Jeffri Chadiha at does a really nice job of evaluating the problems with the way Cam Newton handled Sunday’s loss in the Super Bowl.

“We all know it’s painful for players to lose Super Bowls. But Newton’s postgame press conference was hard to watch even with a compassionate lens. He trudged in with a black hoodie pulled over his head, then sat dejectedly for a few moments as reporters asked him questions that he clearly didn’t want to answer. Newton mostly gave responses that amounted to two or three words, as if he had no reason to explain his role in the Panthers’ second loss this season.”

“This is where Newton needs to grow next. He’s always had a problem dealing with losing, and it showed up often when the Panthers were struggling in his first two seasons. It’s one thing to be dejected after a defeat. (‘He came ready to win tonight,’ [head coach RonRivera said. ‘He didn’t come to lose.’) Newton, however, takes sulking to an entirely different level when things don’t go his way.

“People tend to notice that stuff more when you’re the guy who is rocking Versace pants on the way off a team plane or gleefully celebrating first downs. There’s nothing wrong with Newton doing those things until it’s juxtaposed against what we saw on Sunday in the Super Bowl. When that happens, those actions in the midst of success can be construed far more as being selfish and self-absorbed. They can make a good guy with serious talent and an eye toward making the game fun look like a front-runner.”

They’re the difference between a good guy who makes the game look like fun and a preening shmoe.

I have a bit of a problem with Chadia’s criticism of Newton for apparently not diving for a loose ball last in the game.   The guess here is that newton thought the ball way coming back his way.  But he’s right on point with the press conference.

Chadiha points out that some of the greatest quarterbacks of all time have faced the music after a Super Bowl loss with class. Seattle’s Russell Wilson even threw the game-ending interception in a Super Bowl loss to New England last season and handled the whole thing like the stand up guy that he apparently is.

I remember former Carolina wide receiver Steve Smith having to sit Newton down and give him hell for moping after losses or during games when things weren’t going his way. It’s a shame that he hasn’t learned more from it. It’s a shame that he hasn’t grown up more. He won’t ever be truly great until he does.

A Little Flattery Never Hurts

Mary Kay Cabot at describes the meeting between Browns coach Hue Jackson and quarterback Paxton Lynch. Lynch is one of the three top quarterbacks entering the 2016 NFL draft. The others are Jared Goff and Carson Wentz. Cleveland has the second pick after the Tennessee Titans, who don’t need a quarterback after drafting Marcus Mariota last year:

“Jackson met the quarterback at agent Leigh Steinberg‘s annual Super Bowl party, where Jackson won the Steinberg-DeNicola Humanitarian Award given to a head coach and Jimmy and Dee Haslam won it for NFL owners for their charitable efforts.”

Hmmm… Cleveland’s owners and their new head coach take the awards at a party hosted by Lynch’s agent.

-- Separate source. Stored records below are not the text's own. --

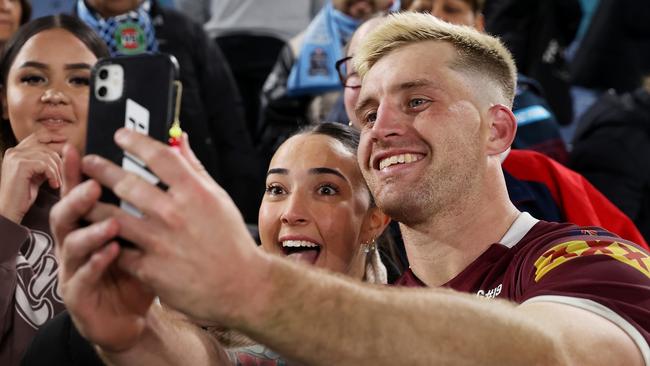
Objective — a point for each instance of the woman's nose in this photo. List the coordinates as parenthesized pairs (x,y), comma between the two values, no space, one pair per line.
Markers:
(295,212)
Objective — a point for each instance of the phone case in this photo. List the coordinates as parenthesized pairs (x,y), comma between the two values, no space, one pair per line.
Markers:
(147,104)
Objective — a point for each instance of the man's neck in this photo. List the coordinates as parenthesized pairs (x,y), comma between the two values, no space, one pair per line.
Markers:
(441,248)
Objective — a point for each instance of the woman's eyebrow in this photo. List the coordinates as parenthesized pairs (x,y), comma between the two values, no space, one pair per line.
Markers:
(77,66)
(277,171)
(325,170)
(35,64)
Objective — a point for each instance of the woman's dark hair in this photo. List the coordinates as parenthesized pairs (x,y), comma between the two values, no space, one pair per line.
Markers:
(348,136)
(66,22)
(26,11)
(389,241)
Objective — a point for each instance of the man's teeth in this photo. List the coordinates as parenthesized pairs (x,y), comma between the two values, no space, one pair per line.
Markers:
(298,244)
(398,159)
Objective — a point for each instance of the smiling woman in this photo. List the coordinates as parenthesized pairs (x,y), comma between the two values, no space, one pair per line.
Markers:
(45,71)
(317,208)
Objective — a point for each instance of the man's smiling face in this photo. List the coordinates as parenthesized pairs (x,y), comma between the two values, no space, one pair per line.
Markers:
(422,139)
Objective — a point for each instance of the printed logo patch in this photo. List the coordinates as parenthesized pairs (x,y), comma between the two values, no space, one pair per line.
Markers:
(130,38)
(567,251)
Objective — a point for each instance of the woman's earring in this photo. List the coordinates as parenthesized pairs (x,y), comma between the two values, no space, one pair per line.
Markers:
(369,247)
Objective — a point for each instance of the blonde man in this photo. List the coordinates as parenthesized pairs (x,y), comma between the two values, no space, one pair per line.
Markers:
(434,105)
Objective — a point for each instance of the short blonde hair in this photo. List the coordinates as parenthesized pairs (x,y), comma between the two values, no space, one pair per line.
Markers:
(476,52)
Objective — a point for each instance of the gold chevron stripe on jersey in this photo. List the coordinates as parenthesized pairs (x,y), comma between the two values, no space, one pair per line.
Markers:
(564,252)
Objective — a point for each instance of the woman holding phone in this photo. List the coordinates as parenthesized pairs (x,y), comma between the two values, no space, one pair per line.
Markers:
(316,210)
(45,72)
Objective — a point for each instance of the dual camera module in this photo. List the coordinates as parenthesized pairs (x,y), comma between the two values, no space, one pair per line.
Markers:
(109,82)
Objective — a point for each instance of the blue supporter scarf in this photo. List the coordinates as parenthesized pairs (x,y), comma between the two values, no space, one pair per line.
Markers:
(314,71)
(126,34)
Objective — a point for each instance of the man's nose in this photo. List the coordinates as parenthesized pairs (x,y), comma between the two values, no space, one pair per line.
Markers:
(389,122)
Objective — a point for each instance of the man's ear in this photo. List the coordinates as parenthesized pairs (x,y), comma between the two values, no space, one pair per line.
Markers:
(374,225)
(503,127)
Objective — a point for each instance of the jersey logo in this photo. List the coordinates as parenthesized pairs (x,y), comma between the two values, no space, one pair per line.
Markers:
(562,253)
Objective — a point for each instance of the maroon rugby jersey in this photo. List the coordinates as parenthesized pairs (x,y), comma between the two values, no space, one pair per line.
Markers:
(586,267)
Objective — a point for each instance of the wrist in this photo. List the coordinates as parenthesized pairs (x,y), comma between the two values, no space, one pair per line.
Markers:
(254,292)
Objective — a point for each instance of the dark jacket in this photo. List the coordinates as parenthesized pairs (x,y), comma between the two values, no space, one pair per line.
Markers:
(611,148)
(537,33)
(615,50)
(211,109)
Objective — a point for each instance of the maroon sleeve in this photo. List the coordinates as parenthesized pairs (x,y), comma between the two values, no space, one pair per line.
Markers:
(608,276)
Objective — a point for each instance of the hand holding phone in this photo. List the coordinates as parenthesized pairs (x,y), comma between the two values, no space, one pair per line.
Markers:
(140,93)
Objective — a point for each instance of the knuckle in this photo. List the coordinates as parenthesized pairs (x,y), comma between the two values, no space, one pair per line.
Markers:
(169,214)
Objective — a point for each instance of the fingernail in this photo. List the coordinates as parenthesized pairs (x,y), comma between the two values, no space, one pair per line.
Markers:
(120,135)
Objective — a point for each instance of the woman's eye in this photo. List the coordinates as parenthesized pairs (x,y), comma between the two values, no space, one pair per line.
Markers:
(327,190)
(32,79)
(274,190)
(80,80)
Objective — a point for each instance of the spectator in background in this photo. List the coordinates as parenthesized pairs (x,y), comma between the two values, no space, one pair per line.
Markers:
(211,110)
(613,52)
(611,147)
(13,14)
(537,128)
(304,84)
(45,73)
(283,18)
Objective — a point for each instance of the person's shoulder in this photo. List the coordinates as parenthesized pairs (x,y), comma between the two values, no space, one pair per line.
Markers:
(549,244)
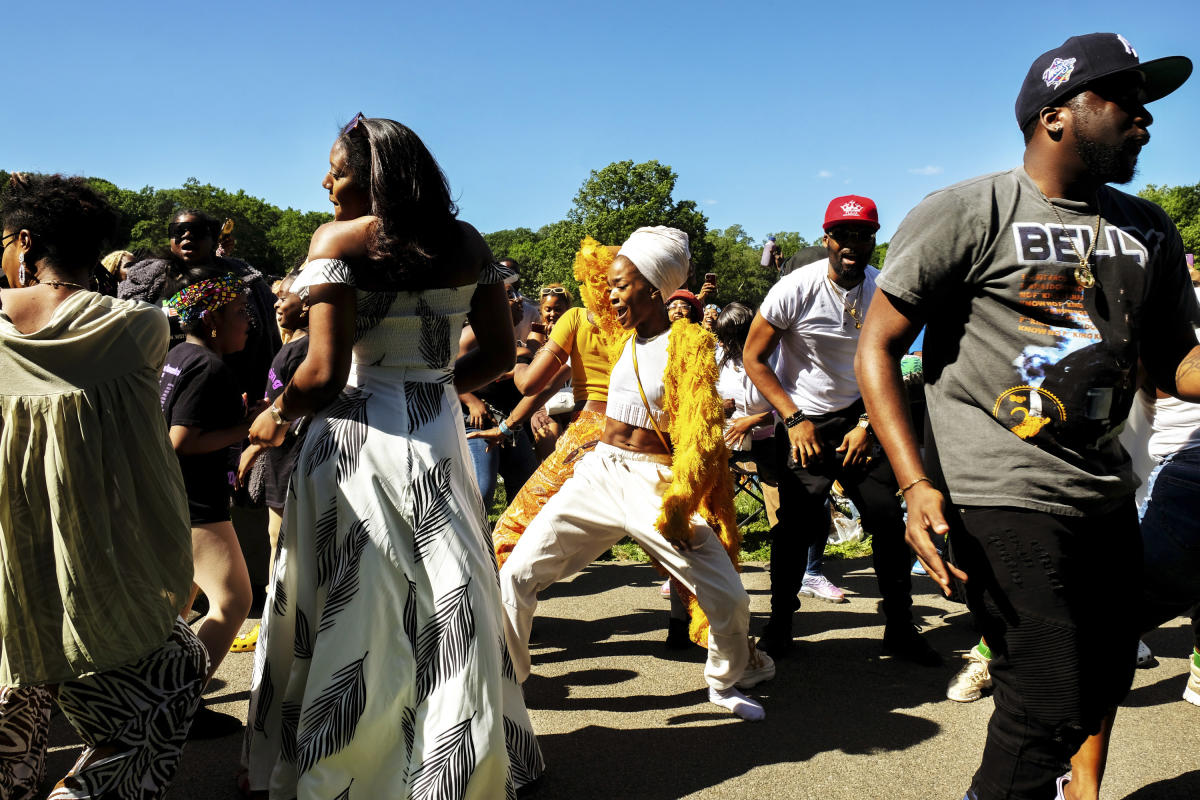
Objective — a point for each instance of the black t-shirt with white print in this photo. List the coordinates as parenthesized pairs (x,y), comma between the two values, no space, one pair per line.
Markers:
(198,390)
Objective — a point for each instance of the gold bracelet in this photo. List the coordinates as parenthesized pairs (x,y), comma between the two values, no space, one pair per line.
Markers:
(923,477)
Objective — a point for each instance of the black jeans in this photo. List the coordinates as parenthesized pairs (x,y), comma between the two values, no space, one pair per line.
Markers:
(1063,642)
(804,518)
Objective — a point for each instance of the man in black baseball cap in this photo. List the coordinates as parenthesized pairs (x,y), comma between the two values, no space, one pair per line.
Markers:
(1068,68)
(1041,288)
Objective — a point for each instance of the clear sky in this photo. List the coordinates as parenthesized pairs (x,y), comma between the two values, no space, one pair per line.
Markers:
(765,109)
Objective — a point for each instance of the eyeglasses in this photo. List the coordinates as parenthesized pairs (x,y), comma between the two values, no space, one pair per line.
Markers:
(353,124)
(850,235)
(195,229)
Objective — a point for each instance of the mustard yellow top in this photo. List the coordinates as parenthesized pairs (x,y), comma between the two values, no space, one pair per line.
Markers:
(589,356)
(95,540)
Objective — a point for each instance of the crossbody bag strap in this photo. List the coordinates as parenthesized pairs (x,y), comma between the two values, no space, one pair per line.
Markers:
(637,377)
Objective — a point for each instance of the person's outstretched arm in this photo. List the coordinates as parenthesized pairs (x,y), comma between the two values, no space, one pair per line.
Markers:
(889,329)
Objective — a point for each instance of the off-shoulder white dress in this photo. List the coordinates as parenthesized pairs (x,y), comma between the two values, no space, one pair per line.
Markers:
(381,669)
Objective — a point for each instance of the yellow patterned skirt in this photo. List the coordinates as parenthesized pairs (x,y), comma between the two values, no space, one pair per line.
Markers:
(580,437)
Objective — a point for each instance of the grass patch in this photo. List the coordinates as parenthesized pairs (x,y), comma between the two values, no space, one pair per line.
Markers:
(755,536)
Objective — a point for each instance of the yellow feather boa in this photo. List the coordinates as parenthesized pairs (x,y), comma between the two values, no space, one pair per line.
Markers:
(700,475)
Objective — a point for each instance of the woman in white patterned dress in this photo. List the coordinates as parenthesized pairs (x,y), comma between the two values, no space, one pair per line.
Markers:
(382,669)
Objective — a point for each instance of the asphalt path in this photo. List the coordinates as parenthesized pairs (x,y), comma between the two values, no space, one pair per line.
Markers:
(621,716)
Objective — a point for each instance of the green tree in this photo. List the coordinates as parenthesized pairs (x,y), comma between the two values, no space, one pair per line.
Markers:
(737,262)
(1182,205)
(623,197)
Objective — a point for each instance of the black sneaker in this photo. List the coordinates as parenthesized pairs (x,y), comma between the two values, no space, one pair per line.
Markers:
(677,635)
(907,644)
(213,725)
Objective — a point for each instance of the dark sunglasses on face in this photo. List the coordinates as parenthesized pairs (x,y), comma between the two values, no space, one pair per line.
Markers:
(193,229)
(851,235)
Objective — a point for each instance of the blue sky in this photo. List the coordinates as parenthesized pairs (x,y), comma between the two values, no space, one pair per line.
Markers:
(765,109)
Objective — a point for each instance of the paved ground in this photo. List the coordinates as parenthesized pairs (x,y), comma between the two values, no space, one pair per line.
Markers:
(619,717)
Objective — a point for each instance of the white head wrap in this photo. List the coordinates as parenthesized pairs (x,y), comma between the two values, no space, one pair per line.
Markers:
(661,256)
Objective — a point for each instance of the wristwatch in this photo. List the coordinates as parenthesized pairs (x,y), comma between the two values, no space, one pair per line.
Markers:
(795,419)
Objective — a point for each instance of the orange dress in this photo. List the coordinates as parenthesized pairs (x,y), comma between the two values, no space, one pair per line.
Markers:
(589,382)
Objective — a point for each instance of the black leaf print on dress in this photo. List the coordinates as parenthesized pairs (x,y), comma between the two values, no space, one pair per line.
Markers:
(343,584)
(507,667)
(325,539)
(330,721)
(431,507)
(265,696)
(525,755)
(289,720)
(444,643)
(435,342)
(447,770)
(303,645)
(372,307)
(424,402)
(411,617)
(408,726)
(280,603)
(343,429)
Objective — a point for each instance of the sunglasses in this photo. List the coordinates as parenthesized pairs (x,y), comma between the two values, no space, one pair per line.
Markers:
(353,124)
(851,235)
(180,229)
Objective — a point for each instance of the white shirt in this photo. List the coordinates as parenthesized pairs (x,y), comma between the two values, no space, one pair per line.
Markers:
(816,353)
(624,401)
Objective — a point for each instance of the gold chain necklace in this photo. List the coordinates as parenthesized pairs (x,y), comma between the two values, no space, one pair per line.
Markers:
(1084,275)
(851,308)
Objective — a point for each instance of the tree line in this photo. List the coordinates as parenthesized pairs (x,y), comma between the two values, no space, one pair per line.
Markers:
(610,204)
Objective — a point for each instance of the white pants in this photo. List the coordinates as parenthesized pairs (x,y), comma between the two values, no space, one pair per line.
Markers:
(615,493)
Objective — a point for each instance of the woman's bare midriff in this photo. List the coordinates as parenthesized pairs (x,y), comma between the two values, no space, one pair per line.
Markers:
(633,438)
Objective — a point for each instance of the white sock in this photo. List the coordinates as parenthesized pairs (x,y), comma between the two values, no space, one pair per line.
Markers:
(735,701)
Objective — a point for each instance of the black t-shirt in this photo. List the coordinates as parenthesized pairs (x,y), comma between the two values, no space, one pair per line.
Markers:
(197,390)
(282,459)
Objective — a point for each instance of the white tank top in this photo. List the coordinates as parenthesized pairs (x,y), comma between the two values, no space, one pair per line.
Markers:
(624,401)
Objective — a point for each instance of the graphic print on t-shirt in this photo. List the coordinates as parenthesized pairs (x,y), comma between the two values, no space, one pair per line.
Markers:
(1068,346)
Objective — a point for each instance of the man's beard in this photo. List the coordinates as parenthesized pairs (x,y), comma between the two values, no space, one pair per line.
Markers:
(1109,163)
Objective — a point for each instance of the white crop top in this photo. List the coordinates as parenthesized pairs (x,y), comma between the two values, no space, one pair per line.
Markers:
(624,401)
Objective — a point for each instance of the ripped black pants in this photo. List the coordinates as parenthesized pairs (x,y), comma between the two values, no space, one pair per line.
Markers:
(1063,641)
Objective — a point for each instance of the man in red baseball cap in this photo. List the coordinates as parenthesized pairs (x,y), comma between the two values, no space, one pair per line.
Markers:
(1041,289)
(811,317)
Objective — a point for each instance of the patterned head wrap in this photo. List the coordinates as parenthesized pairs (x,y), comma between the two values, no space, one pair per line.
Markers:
(196,300)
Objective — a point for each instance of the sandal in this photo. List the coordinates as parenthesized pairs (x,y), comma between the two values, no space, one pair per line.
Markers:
(245,643)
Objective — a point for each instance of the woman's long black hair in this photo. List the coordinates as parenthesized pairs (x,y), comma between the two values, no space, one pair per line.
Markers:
(409,196)
(732,328)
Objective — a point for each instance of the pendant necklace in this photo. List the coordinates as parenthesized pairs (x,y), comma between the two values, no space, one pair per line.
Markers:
(850,307)
(1084,275)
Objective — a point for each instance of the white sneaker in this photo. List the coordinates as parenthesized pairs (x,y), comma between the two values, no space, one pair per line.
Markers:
(1192,693)
(822,588)
(759,668)
(971,681)
(1145,657)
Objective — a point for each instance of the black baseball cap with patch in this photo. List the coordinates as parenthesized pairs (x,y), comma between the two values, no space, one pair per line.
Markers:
(1068,68)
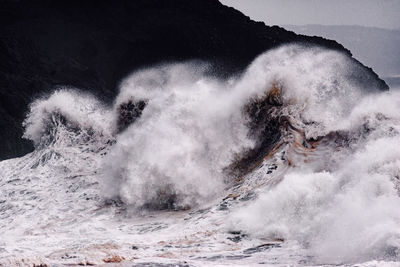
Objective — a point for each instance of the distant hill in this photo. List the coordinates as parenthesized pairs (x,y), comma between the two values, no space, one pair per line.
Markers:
(375,47)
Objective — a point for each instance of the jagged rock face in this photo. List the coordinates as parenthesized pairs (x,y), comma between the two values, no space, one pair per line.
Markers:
(128,113)
(92,45)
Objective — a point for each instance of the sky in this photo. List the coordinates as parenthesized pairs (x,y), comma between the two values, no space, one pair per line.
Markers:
(370,13)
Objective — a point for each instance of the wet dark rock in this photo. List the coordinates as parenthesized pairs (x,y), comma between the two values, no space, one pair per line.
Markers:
(93,44)
(129,112)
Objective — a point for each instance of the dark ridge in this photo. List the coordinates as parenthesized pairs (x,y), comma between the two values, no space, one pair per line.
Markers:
(93,44)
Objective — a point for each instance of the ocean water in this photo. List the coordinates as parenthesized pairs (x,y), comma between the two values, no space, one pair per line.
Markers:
(151,180)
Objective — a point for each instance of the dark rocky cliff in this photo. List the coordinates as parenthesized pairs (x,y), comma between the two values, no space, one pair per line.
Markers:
(93,44)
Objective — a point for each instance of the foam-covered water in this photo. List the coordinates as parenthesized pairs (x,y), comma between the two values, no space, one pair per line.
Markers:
(152,178)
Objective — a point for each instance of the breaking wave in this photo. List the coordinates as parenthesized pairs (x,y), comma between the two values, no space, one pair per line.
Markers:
(179,138)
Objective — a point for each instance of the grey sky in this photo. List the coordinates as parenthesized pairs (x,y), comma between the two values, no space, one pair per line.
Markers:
(372,13)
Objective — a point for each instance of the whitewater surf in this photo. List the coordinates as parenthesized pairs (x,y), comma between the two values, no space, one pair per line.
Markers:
(294,162)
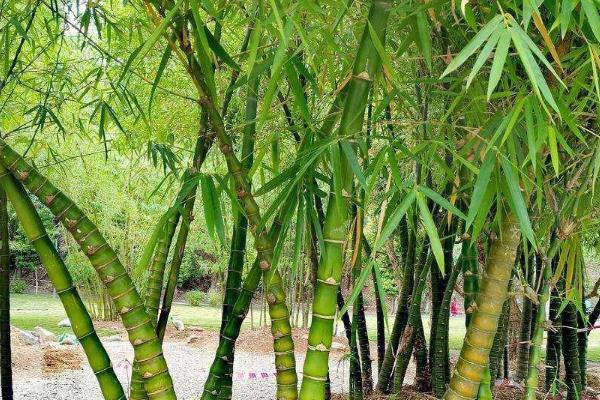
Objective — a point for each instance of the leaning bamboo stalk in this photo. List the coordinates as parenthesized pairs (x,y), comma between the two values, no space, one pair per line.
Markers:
(61,280)
(231,331)
(5,349)
(139,326)
(281,329)
(479,339)
(334,230)
(535,350)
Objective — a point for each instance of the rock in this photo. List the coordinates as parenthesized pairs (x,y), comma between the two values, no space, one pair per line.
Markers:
(338,346)
(65,323)
(67,339)
(44,335)
(179,325)
(193,339)
(28,338)
(113,338)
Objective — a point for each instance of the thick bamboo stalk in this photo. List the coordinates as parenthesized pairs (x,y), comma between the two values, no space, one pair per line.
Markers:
(230,333)
(280,328)
(405,348)
(525,332)
(5,349)
(401,318)
(139,325)
(474,356)
(203,144)
(553,343)
(336,220)
(535,350)
(570,351)
(61,280)
(441,361)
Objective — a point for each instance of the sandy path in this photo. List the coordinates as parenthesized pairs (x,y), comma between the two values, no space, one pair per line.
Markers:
(189,365)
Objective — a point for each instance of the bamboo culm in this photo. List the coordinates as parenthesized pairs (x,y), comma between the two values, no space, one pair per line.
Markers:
(474,356)
(553,342)
(535,350)
(139,325)
(329,271)
(408,336)
(525,332)
(59,275)
(5,349)
(385,372)
(570,351)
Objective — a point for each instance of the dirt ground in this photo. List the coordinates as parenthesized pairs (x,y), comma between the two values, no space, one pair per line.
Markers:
(65,369)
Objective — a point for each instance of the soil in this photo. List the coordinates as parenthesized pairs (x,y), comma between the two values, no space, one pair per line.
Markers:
(54,372)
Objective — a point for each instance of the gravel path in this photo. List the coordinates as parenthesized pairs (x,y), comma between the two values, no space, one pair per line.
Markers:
(189,366)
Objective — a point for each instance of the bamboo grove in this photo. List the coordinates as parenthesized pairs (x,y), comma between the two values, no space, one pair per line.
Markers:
(325,146)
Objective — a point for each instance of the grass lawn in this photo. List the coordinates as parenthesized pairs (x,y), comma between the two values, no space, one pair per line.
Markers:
(28,311)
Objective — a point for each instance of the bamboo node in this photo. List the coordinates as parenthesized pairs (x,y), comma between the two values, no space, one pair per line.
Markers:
(264,265)
(23,175)
(363,76)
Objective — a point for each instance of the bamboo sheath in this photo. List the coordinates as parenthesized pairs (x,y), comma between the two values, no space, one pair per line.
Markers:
(493,291)
(329,271)
(5,349)
(137,322)
(61,280)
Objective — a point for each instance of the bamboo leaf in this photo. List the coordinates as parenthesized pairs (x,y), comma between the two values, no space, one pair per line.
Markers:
(592,16)
(353,161)
(553,149)
(441,201)
(498,63)
(431,229)
(473,45)
(517,202)
(161,68)
(481,184)
(151,41)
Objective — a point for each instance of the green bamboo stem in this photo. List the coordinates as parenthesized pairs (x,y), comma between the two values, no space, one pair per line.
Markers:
(281,329)
(535,350)
(330,267)
(401,318)
(153,295)
(474,356)
(5,349)
(582,344)
(238,242)
(500,348)
(525,332)
(364,347)
(61,280)
(440,360)
(137,322)
(570,351)
(230,333)
(203,144)
(553,343)
(406,346)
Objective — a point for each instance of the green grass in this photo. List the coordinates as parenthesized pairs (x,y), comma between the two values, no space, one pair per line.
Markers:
(29,311)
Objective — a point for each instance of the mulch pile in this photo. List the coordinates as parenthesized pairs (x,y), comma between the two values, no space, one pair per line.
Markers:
(59,360)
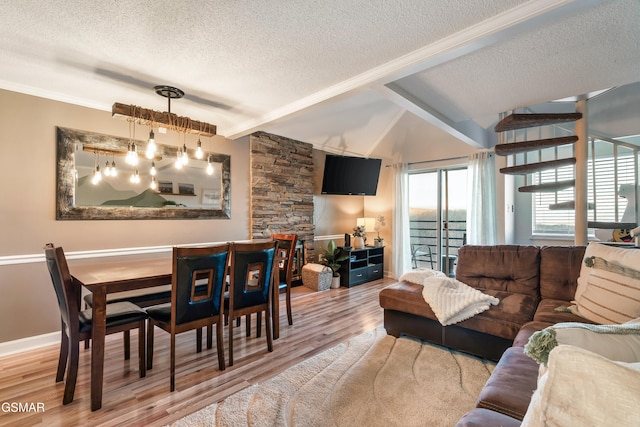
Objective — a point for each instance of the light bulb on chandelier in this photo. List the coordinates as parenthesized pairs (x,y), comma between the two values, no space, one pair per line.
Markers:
(178,163)
(185,156)
(151,146)
(209,166)
(132,155)
(199,152)
(97,176)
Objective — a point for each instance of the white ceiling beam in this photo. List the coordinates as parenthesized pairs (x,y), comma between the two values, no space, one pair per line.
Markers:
(474,137)
(468,40)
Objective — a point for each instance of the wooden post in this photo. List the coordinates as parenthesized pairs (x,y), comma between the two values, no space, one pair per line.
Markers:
(582,154)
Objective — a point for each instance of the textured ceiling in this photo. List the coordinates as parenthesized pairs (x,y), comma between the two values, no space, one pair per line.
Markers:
(338,74)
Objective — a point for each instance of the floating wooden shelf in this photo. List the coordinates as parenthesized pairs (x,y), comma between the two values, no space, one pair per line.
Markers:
(611,225)
(538,144)
(568,206)
(522,121)
(537,167)
(548,187)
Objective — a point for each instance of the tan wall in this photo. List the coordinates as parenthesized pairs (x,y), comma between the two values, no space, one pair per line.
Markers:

Coincidence? I think not.

Tom Brady’s Legacy on Display Before Super Bowl 50

Jeff Howe at the Boston Globe describes the welcome that Patriots quarterback Tom Brady got when he was introduced as part of the Super Bowl MVP ceremony on Sunday:

“The Patriots quarterback was lustily booed by the crowd at Levi’s Stadium before the Denver Broncos beat the Carolina Panthers, 24-10, in Super Bowl 50. Of course, it probably didn’t help his cause that the crowd was dominated by Denver fans.”

Yeah, I really doubt that mattered much. The welcome that Brady got is an indication of what people think of the results of the “Deflate Gate” situation that dominated the offseason. Brady got off scott free after a court battle on what amounted to a technicality.

The irony of all of this is that Brady was fighting for his “legacy”. What he doesn’t realize is that fighting this investigation was the worst thing he could have possibly done for it. Had Brady simply explained that he instructed the New England equipment men to deflate the balls a little because he felt that the referees where over inflating them, breaking the rules without the actual intention of cheating, the whole thing would have blown over with minimal fuss. He may well have completely escaped suspension. As it is, his greeting in Santa Clara is an indication that fans aren’t likely to forgive or forget what happened any time soon.